ARG MOD_WSGI_VERSION=5.0.2
RUN export DEBIAN_FRONTEND=noninteractive \
&& apt-get update && apt-get upgrade -y \
&& apt-get install --no-install-recommends -y \
apache2 \
apache2-dev \
bash \
build-essential \
cmake \
wget \
&& apt-get purge -y --auto-remove -o APT::AutoRemove::RecommendsImportant=false \
&& apt-get clean -y \
&& find / -name '*.pyc' -delete \
&& find / -name '*.pyo' -delete \
&& find / -name '__pycache__' -delete
WORKDIR /opt/mod_wsgi
RUN wget --no-check-certificate https://codeload.github.com/GrahamDumpleton/mod_wsgi/tar.gz/${MOD_WSGI_VERSION} \
&& tar xvfz ${MOD_WSGI_VERSION} \
&& cd mod_wsgi-${MOD_WSGI_VERSION} \
&& ./configure --with-python=/var/lib/openstack/bin/python3 \
&& make \
&& make install
RUN find / -name '*.pyc' -delete \
&& find / -name '*.pyo' -delete \
&& find / -name '__pycache__' -delete \
&& find / -name '*.whl' -delete \
&& rm -f /var/lib/openstack/lib/python*/site-packages/slapdtest/certs/client.key \
&& rm -f /var/lib/openstack/lib/python*/site-packages/slapdtest/certs/server.key
FROM python:3.12-slim-trixie
LABEL maintainer="Rackspace"
LABEL vendor="Rackspace OpenStack Team"
LABEL org.opencontainers.image.name="Apache2 with mod_wsgi ${MOD_WSGI_VERSION}"
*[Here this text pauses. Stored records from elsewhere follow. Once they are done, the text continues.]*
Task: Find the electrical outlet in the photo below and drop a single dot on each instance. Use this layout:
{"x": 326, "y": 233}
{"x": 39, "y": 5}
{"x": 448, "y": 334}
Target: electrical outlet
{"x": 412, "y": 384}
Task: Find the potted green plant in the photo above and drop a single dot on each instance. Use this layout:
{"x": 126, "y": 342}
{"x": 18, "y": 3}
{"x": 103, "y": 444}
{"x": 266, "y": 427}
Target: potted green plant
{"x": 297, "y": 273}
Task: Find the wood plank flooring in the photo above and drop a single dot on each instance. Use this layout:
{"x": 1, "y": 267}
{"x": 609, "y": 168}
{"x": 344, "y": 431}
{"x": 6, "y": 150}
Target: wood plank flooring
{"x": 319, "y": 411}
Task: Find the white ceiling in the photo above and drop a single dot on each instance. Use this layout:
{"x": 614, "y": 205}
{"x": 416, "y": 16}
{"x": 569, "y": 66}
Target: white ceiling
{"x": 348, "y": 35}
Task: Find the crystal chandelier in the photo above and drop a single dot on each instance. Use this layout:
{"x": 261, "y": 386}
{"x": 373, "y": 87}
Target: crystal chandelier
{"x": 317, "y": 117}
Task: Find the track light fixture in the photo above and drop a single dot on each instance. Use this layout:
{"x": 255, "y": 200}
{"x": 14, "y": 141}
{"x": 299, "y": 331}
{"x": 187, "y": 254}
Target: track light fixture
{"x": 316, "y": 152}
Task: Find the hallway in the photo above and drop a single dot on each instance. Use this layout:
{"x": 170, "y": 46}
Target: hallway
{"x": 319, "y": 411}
LABEL org.opencontainers.image.description="Apache2 built for the enterprise."
COPY --from=dependency_build /var/lib/openstack /var/lib/openstack
RUN export DEBIAN_FRONTEND=noninteractive \
&& apt-get update && apt-get upgrade -y \
&& apt-get install --no-install-recommends -y apache2 \
&& apt-get purge -y --auto-remove -o APT::AutoRemove::RecommendsImportant=false \
&& apt-get clean -y \
&& rm -rf /var/lib/apt/lists/* \
&& rm -f /etc/apache2/sites-enabled/000-default.conf \
&& rm -rf /var/www/html \
&& find / -name '*.pyc' -delete \
&& find / -name '*.pyo' -delete \
&& find / -name '__pycache__' -delete \
&& . /etc/apache2/envvars \
&& mkdir -p $APACHE_LOCK_DIR $APACHE_LOG_DIR $APACHE_RUN_DIR/socks \
&& chown -R $APACHE_RUN_USER $APACHE_LOCK_DIR $APACHE_LOG_DIR $APACHE_RUN_DIR \
&& echo "LoadModule wsgi_module /usr/lib/apache2/modules/mod_wsgi.so" > /etc/apache2/mods-available/wsgi.load \
&& ln -s /etc/apache2/mods-available/wsgi.load /etc/apache2/mods-enabled/wsgi.load
# Copy the mod_wsgi module from the dependency build stage
COPY --from=dependency_build /usr/lib/apache2/modules/mod_wsgi.so /usr/lib/apache2/modules/mod_wsgi.so
# Set the environment variables for the keystone venv
ENV PATH="/var/lib/openstack/bin:$PATH"
# Set the working directory
WORKDIR /var/www
# Set the entrypoint to the keystone-manage command
ENTRYPOINT ["/usr/sbin/apache2ctl"]
Build Arguments
| Argument | Default |
|---|---|
| VENV_TAG | 3.12-latest |
| CACHEBUST | 0 |
| MOD_WSGI_VERSION | 5.0.2 |
Build Command
Dependencies
- Builds From OpenStack Virtual Environment
Container Image
The container image is available on Github Container Registry.